Une femme ? Mauvaise idée, le Big Boss le saurait tout de suite et il en entendrait parler pendant des siècles...

Un ciné ? Même problème, et puis ça le faisait déprimer d'aller au cinéma tout seul.

Une simple balade ? Non. Il avait assez vu la nature comme ça ce matin.

Un bar ? C'était déjà mieux comme idée. Il irait dans le bar qu'il avait fréquenté pendant deux ans, ces fameux deux ans de flottement entre l'armée et Jim. Il jouerait aux fléchettes et paierait ses verres avec ses paris, comme il l'avait fait avant la rencontre.

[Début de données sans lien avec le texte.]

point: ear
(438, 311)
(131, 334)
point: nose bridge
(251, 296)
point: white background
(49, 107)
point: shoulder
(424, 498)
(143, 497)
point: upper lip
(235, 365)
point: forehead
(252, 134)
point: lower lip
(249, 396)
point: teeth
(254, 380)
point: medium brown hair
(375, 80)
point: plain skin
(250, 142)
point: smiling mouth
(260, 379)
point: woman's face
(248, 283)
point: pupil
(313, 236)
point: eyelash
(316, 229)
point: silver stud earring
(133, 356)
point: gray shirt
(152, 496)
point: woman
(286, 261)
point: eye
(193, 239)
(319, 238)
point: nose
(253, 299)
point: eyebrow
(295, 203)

Le soir venu, il enfila son manteau de cuir brun (le même que celui qu'il portait quand il avait rencontré Jim, songea-t-il) et sortit, GSM, clés et portefeuille au fond de la poche.

Aussitôt la porte de son appartement ouverte, l'air glacé lui mordit la joue. Il serra les dents et verrouilla la porte derrière lui. Les mains meurtries dans les poches de sa veste, il s'aventura dans les rues londoniennes.

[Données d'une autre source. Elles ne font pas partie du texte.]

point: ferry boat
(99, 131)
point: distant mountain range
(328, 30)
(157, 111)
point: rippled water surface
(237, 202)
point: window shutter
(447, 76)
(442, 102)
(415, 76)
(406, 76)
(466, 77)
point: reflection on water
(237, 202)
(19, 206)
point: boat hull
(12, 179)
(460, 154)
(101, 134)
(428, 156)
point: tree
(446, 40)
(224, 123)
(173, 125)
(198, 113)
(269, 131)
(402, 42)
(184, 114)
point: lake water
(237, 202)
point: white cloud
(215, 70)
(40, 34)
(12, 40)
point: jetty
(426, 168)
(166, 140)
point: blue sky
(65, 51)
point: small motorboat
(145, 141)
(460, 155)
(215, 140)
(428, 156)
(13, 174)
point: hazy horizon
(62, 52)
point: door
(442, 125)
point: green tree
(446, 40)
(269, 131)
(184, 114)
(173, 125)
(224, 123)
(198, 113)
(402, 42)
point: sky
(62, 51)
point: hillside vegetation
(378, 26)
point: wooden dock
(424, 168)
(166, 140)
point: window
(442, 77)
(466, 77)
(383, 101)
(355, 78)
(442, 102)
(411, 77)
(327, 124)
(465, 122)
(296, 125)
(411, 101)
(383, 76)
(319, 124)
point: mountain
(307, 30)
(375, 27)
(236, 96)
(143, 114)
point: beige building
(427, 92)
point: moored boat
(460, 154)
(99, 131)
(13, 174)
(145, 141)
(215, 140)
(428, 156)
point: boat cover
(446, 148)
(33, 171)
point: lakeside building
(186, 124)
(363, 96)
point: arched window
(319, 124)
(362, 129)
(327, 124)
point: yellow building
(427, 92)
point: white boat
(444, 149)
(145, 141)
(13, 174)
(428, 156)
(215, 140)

Le bar n'était pas très loin de chez lui, c'était d'ailleurs la principale raison qui l'avait poussé à le fréquenter. Et puis, il y avait là-bas une ambiance spéciale. Une ambiance qu'on ne voit plus dans les nouveaux bars ou cafés, quelque chose qui n'existe plus. Une mentalité, un mode de vie.

Oh, rien d'extraordinaire non plus, mais assez pour bien lui plaire.

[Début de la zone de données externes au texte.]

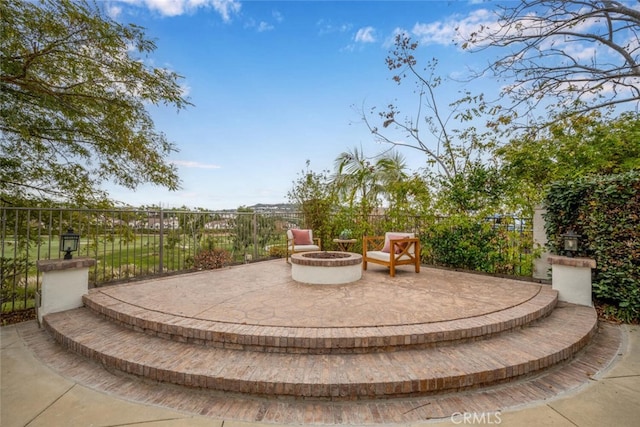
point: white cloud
(194, 165)
(225, 8)
(264, 26)
(454, 28)
(325, 27)
(365, 35)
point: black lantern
(570, 242)
(69, 242)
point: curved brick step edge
(550, 384)
(352, 376)
(320, 340)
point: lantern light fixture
(69, 242)
(570, 242)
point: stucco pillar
(571, 277)
(64, 282)
(541, 265)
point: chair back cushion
(393, 235)
(300, 237)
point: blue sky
(277, 83)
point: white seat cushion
(384, 256)
(305, 248)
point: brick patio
(380, 350)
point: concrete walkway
(34, 395)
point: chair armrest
(372, 243)
(403, 246)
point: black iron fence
(134, 244)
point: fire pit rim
(303, 258)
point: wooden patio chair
(391, 250)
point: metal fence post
(255, 235)
(161, 250)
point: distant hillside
(278, 207)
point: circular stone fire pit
(326, 267)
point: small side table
(345, 244)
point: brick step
(497, 359)
(315, 340)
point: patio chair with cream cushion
(391, 250)
(301, 241)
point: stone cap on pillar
(572, 262)
(64, 264)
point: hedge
(605, 211)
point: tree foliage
(576, 55)
(571, 147)
(74, 90)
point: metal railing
(134, 244)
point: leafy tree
(569, 148)
(455, 157)
(358, 180)
(312, 192)
(73, 90)
(576, 54)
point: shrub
(462, 242)
(605, 211)
(210, 259)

« The Dotard ». Un nom qui donne envie, n'est-ce pas ? Il n'y avait pas beaucoup de gens qui comprenaient véritablement le sens de ce nom. Pour lui, c'était l'endroit qui ne vieillissait pas. L'endroit où le vieillard du village allait boire son café avec son journal, où les ouvriers de l'usine allaient terminer leur dure journée avec un verre et pourquoi pas une femme, où tout le monde joue aux cartes, aux dés et aux fléchettes,... L'endroit où le temps s'arrête, parce qu'encore aujourd'hui c'est cette mentalité qui est restée.

C'est en poussant la lourde porte de bois au hublot de verre sale qu'il fut enveloppé d'une douce chaleur réconfortante. Il la referma derrière lui puis s'avança vers le comptoir. Le barman essuyait un verre. Il essuyait toujours un verre, rendant hommage au cliché. À croire que les barmen n'avaient vraiment que ça comme occupation, dans les films comme dans la vraie vie.

Il n'avait jamais vraiment sympathisé avec cet homme, mais ils se situaient tous les deux très bien. Après tout, il était un client régulier depuis deux ans, un habitué.

- Bonsoir.

- Bonsoir. Une bière s'il vous plaît.

Le barman acquiesça d'un signe de tête et se retourna chercher une bouteille fraîche. De son côté, Sebastian s'accouda au bar et jeta un coup d'œil autour de lui. Aucun des visages présents ne lui était familier.